I have installed and configured nrpe on both the local host and the remote server. I am getting a return error (socket time out after 10 seconds) from the “check_nrpe” service check in nagios. I have configured the firewalls on both ends opening up port 5666 as well as forwarding any packets for nrpe to the local nagios server. I am still geting a time out error on both the local and remote machines using "/usr/local/nagios/libexec/check_nrpe -H ". here is my config on the remote linux server:
[code]# default: on
description: NRPE (Nagios Remote Plugin Executor)
service nrpe
{
flags = REUSE
socket_type = stream
port = 5666
wait = no
user = nagios
group = nagios
server = /usr/local/nagios/bin/nrpe
server_args = -c /usr/local/nagios/etc/nrpe.cfg --inetd
log_on_failure += USERID
disable = no
only_from = 127.0.0.1
}[/code]
the server running nagios does not need nrpe set up on it, it just runs check_nrpe. check_nrpe initiates a connection, so no firewall settings should be needed either.
on the remote server:
-try temporarily >removing< the only_from line to make sure you’ve got that correct. restart xinetd.
-do a netstat -pantu |grep 5666 and make sure inetd is actually listening on that port. If it’s not, make sure the path to nrpe is correct, the path to nrpe.cfg is correct, and the nagios user exists.
tail /var/log/messages after restarting the inet daemon to make sure inetd isn’t erroring on something.
-“tail -f /var/log/secure” on your remote server while doing a query or similar file if you’re not on redhat. See if it’s even seeing the connection attempt, and if it’s blocking it for some reason.
-turn off iptables or the firewall temporarily if you’re running it to see if that’s the problem.
-Is there an upstream firewall blocking stuff?
I’d be doing a
check_nrpe -H -c check_whatever
instead. replace check_whatever with something you have defined in nrpe.cfg on the remote box.
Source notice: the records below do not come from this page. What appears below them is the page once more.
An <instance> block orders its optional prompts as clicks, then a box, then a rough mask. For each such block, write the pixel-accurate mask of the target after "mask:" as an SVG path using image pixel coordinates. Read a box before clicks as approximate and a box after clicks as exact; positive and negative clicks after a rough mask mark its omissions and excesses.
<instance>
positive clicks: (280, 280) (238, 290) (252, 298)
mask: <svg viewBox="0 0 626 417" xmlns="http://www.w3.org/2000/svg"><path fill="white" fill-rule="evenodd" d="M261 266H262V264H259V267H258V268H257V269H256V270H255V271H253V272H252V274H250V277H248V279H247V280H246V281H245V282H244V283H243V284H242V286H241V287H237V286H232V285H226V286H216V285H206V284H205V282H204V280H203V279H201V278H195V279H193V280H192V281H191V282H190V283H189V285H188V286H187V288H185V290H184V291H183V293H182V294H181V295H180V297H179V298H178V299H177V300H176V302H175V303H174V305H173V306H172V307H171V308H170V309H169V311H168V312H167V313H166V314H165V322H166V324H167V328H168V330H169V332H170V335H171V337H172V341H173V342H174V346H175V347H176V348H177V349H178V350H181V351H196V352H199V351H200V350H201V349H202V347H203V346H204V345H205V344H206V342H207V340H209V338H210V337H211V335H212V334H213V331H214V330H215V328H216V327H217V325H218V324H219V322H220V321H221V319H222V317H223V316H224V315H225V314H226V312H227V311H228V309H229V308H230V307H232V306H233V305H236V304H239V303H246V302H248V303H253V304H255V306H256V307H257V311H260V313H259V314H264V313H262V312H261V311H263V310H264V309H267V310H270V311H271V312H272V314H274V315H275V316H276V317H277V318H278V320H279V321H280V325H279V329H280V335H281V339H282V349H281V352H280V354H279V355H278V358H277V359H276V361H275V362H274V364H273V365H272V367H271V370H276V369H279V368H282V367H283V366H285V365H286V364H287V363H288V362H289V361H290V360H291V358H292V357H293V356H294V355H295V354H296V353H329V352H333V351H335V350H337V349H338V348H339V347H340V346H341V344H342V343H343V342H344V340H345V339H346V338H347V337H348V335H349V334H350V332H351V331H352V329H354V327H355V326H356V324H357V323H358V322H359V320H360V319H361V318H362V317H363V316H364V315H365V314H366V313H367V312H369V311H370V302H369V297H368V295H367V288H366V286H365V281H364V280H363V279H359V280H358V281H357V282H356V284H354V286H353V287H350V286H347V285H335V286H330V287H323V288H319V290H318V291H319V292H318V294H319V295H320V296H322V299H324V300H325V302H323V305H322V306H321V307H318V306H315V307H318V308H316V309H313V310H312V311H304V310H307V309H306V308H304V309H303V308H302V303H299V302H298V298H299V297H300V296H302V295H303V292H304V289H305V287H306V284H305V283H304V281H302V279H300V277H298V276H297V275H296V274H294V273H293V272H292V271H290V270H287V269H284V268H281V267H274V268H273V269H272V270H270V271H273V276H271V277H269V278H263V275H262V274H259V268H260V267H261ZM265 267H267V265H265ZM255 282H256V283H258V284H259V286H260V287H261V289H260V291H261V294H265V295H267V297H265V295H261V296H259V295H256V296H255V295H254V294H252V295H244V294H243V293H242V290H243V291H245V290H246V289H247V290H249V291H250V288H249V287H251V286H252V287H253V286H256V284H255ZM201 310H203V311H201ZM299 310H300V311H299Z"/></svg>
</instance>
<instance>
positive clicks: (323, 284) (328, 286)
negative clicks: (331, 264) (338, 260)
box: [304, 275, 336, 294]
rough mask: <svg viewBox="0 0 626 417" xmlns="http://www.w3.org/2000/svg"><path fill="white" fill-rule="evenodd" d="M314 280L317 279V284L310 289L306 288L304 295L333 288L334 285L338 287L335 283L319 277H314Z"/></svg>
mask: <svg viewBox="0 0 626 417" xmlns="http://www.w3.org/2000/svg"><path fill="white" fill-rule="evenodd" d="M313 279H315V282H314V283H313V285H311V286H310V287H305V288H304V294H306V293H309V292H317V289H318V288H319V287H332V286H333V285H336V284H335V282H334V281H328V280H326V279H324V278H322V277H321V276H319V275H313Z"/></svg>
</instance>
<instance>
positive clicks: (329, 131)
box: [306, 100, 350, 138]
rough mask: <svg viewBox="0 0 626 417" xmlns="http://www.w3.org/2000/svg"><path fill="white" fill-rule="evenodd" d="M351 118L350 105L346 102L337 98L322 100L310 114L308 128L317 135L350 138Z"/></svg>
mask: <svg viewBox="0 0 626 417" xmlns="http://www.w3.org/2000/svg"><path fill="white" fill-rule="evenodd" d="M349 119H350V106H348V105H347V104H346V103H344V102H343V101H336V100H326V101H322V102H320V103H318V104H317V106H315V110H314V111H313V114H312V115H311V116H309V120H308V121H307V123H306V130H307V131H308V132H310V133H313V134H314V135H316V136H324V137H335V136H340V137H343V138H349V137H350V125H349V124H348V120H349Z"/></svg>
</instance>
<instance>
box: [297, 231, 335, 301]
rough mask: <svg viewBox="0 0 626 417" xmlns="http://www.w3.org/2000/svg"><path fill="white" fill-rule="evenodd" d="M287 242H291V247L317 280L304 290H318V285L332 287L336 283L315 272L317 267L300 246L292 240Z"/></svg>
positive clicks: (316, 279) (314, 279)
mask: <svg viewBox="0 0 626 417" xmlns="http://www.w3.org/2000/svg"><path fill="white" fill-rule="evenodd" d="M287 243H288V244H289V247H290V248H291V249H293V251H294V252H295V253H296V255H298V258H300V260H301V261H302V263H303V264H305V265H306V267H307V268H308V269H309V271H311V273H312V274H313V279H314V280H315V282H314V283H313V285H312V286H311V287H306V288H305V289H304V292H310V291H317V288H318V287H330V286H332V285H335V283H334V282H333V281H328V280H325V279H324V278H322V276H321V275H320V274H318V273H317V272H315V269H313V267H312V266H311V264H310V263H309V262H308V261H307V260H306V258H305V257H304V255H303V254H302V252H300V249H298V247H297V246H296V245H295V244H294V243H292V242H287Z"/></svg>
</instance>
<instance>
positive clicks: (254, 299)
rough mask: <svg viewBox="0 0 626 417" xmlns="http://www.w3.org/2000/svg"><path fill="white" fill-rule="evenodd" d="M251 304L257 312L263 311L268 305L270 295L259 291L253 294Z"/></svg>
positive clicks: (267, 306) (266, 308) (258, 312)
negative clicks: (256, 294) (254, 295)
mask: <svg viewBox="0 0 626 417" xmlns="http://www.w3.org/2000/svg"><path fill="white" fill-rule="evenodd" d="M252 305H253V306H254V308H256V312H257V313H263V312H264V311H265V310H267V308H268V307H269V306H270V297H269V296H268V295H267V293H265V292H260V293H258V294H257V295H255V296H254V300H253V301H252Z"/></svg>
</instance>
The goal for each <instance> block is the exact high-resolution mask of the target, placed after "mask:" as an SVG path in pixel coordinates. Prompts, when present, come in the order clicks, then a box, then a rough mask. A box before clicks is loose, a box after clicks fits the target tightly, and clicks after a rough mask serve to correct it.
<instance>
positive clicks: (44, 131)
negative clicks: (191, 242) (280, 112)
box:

If i were you i’d switch to the nagios user on the remote box (su - nagios) and run one of the plugin commands (something like /usr/local/nagios/libexec/check_load -w 8,3,1 -c 10,5,2) and make sure the nagios user can actually run it. This point is irrelevant to your current problem as it won’t time out if you have permissions problems, but just in case you run into problems later.